Cash Rules Everything Around Me: Reading the Recuperation of Hip-hop through Rancière’s Political Aesthetics and Attali’s Distinguishing of Signal and Noise
Symposium:
Session Title:
- Sonic Art and Sound 3: DJ Matters
Presentation Title:
- Cash Rules Everything Around Me: Reading the Recuperation of Hip-hop through Rancière’s Political Aesthetics and Attali’s Distinguishing of Signal and Noise
Presenter(s):
Venue(s):
Abstract:
Abstract (long paper)
Since Rancière, critical, cultural and social theorists have broadly accepted that aesthetics are inherently political. For instance, while the normalization of certain marginal voices can be understood as a distinguishing of signal and noise, the way in which aesthetic homogenization can become compulsory within certain communities is often cited as a mode by which accepted aesthetic paradigms can enforce social or ideological positions. As such, it would seem that the ability to broadcast/popularize minority or radical aesthetic paradigms would be a potent way to normalize those voices and forward alternative ideological agendas.
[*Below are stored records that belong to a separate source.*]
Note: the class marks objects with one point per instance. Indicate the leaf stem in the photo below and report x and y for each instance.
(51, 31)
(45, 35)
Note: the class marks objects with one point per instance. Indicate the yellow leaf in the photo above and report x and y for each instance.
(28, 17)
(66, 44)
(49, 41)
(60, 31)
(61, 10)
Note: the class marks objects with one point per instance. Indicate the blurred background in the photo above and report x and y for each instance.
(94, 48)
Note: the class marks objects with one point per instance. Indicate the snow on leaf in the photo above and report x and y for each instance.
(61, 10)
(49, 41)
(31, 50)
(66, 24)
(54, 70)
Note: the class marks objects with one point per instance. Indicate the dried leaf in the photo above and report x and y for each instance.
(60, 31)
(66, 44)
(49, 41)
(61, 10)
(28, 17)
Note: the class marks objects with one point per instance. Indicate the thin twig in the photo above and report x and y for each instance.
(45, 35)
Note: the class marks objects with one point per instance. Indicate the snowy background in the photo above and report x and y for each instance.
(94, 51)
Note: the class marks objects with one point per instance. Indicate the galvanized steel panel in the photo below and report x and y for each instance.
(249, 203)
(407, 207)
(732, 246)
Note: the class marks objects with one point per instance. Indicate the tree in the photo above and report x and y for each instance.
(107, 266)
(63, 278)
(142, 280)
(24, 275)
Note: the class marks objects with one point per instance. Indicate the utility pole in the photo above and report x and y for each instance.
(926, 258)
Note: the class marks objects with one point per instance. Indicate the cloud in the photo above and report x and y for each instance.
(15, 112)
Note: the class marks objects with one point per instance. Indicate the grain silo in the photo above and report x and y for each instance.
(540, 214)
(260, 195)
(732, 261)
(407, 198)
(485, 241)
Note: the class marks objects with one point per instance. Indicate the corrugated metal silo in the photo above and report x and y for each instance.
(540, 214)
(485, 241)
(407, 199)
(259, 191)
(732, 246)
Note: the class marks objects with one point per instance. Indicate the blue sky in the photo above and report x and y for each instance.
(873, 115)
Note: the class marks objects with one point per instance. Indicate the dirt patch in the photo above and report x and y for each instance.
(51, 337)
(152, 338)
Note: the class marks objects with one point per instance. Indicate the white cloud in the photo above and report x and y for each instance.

However, the Situationists noted that aesthetics are also easily co-opted by the hegemony and can thus be stripped of their revolutionary potential; they dubbed this process, “recuperation.” Illustrating this co-optive process, this paper identifies the aesthetic norms of hip-hop culture through the application of Rancière’s “distribution of the sensible” and then traces how those norms have been co-opted, ultimately undermining hip-hop’s aesthetics-based revolutionary potential. However, and in order to suggest an alternative mode of radicalism, we combine Rancière’s aesthetic taxonomy with Attali’s, proposing a shift in focus away from “pure aesthetics” as a mode of radicalism and towards distribution as a future potential mode of revolutionary cultural production.